About a dozen Napans have lived in a homeless community called "the Bowl" for years. This week they had to move out. All tents and structures will be demolished and the area cleared. Take a look at the scene, and the people, here.

Kelly Hampton is used to helping others. She works as a personal care provider. She’s a dedicated mother and friend. She feeds the hungry in her “neighborhood.” She even acts as the eyes for her dog Buddy, who’s mostly blind.

Now she's trying to help herself. 

She's leaving the Bowl. 

“I’m scared to death,” Hampton admitted. Losing her home, one that she built from scratch, is almost too much to bear.

For the past two years Hampton, along with her son Joey, have lived at the homeless camp between the Napa River and the OLE Health parking lot. Called the Bowl, it has been home to as many as several dozen people, tents and makeshift dwellings.

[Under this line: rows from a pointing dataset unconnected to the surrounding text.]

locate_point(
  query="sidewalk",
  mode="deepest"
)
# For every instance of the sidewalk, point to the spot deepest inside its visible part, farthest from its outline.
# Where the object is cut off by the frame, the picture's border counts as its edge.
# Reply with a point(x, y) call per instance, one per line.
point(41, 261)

To make sure the site can be used for flood control and allow planned maintenance in the channel of the Napa River, the Bowl residents were told to leave by Nov. 17, said a statement from local agencies including the city and county of Napa. 

Residents were offered reserved beds at the Napa winter homeless shelter on the Expo grounds on Third Street.

On Tuesday morning, Hampton and her son and friends began moving her belongings from her camp to a storage facility on Jackson Street. Abode Services, which runs the south Napa homeless shelter, prepaid a number of months of rent.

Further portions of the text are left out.